Etowah High School had the most with 12 students, while Woodstock High had seven, and Creekview High and Sequoyah High each had six.
The district doesn't keep records of perfect scores from year-to-year, according to Mike McGowan, district director of public information, communications and partnerships.
While students in this group polled by the Tribune said they felt they were good writers, many were taken aback when they saw their results.
"I was more pleased than surprised," said Richard Richardson III, 16, son of Richard and Brenda Richardson of Free Home. "I just did the best I could on it."
Richard, a junior at Creekview said he's always loved to write, and the material he learned in ninth and 10th grade at Creekview helped him solidify his skills.
Creekview senior Heaven Treadwell said she actually didn't believe she did so well on the exam.
Heaven, 16, daughter of Tina Lewis of Ball Ground, said she puts a lot of time and work into her writing, which she thought hurt her chances on the test. The senior student said she likes to write fiction, horror and science-fiction short stories.
Creekview junior Anna Reyes said she didn't expect to finish with a perfect score on the exam.
The 16-year-old daughter of Bernie and Marjorie Ramos of Macedonia said she took too much time on her introduction, which she thought hampered her performance.
Anna, who plans to go to college and major in mathematics, said she often writes poetry "when she feels like it's poetry time."
Sequoyah High junior Julia Repisky credited her teachers with helping her master writing.
The 17-year-old daughter of Margaret Repisky of Woodstock said her teachers' advice about using formats other than the basic five-part essay helped her organize her ideas in a clearer manner.
Julia, who wants to study either English, creative writing or journalism in college, is a member of the school writing club and passed on a piece of advice for students who want to improve in the subject.
"Reading helps expand your vocabulary," she said. "Use specific examples, and write what you feel, not what you think they want to hear."
Creekview High junior Kaitlyn Callahan agreed with Julia's take on writing. The 17-year-old daughter of Brent and Deanna Callahan of Hickory Flat and Chip and Caprice Page of Ball Ground added that writing what you feel will have a stronger impact on readers.

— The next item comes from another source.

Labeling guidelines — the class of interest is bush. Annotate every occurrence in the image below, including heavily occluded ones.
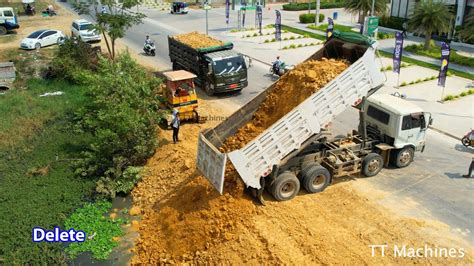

Kaitlyn has been writing since she was a student at Hickory Flat Elementary, where she would often enter the PTA Reflections literary contests. She also was a frequent contestant in the Young Author's Fair writing competition.
For Robert Waller, his confidence about the exam paid off for him.
The Creekview junior said he felt he did well on the exam, but not because he's a good writer.
"I really liked the topic, and I had background knowledge about it," he said of the funding of space exploration topic given to him.
The 17-year-old son of Dale and Judy Waller of Canton said he's always been a decent writer, but in high school, he's learned different writing styles and how to use statistics in his writing to improve the quality.
Robert, who's a member of the Air Force Junior ROTC, the robotics and aeronautics team at the school, said students should not shy away from what they feel when it comes to writing.
"Don't be afraid to leave anything out," he said. "Write from your heart."